From: Eric Bavier <bavier <at> cray.com>
To: "bug-guix <at> gnu.org" <bug-guix <at> gnu.org>
Subject: tests/workers.scm failure
Date: Tue, 10 Oct 2017 15:48:42 +0000
Roughly 1 in 2 runs of tests/workers.scm fails on my system.  Output:

========================================================
   GNU Guix 0.13.0.3413-984e3-dirty: ./test-suite.log
========================================================

# TOTAL: 1
# PASS:  0
# SKIP:  0
# XFAIL: 0
# FAIL:  1
# XPASS: 0
# ERROR: 0

.. contents:: :depth: 2

FAIL: tests/workers
===================

test-name: enqueue
location: /home/users/bavier/src/guix/tests/workers.scm:26
source:
+ (test-equal
+   "enqueue"
+   4242
+   (let* ((pool (make-pool))
+          (result 0)
+          (#{1+!}# (let ((lock (make-mutex)))
+                     (lambda ()
+                       (with-mutex lock (set! result (+ result 1)))))))
+     (let loop ((i 4242))
+       (unless
+         (zero? i)
+         (pool-enqueue! pool #{1+!}#)
+         (loop (- i 1))))
+     (let poll ()
+       (unless
+         (pool-idle? pool)
+         (pk 'busy result)
+         (sleep 1)
+         (poll)))
+     result))
expected-value: 4242
actual-value: 4241
result: FAIL


To me the reason seems to be that the 'pool-idle? procedure indicates whether or not the task queue is empty, not whether all tasks have completed execution, so the poll loop exits before all 1+! updates are finished and the test fails.  

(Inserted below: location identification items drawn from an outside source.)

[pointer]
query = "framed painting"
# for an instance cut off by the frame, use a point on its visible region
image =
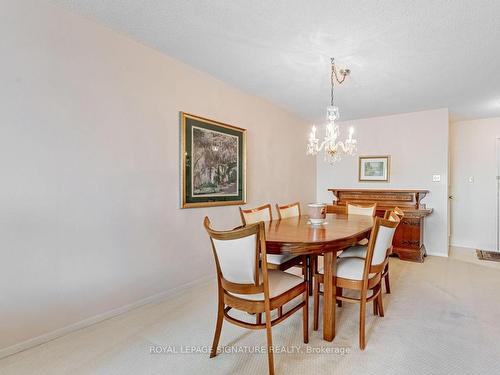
(213, 163)
(374, 168)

Most failures show "actual-value: 4241", but I have also seen "actual-value: 4239" and "actual-value: 4240", which points to a race condition.

On this system '(current-processor-count) => 128'

Eric Bavier, Scientific Libraries, Cray Inc.




Information forwarded to bug-guix <at> gnu.org:
bug#28779; Package guix. (Thu, 16 Nov 2017 08:30:02 GMT) Full text and rfc822 format available.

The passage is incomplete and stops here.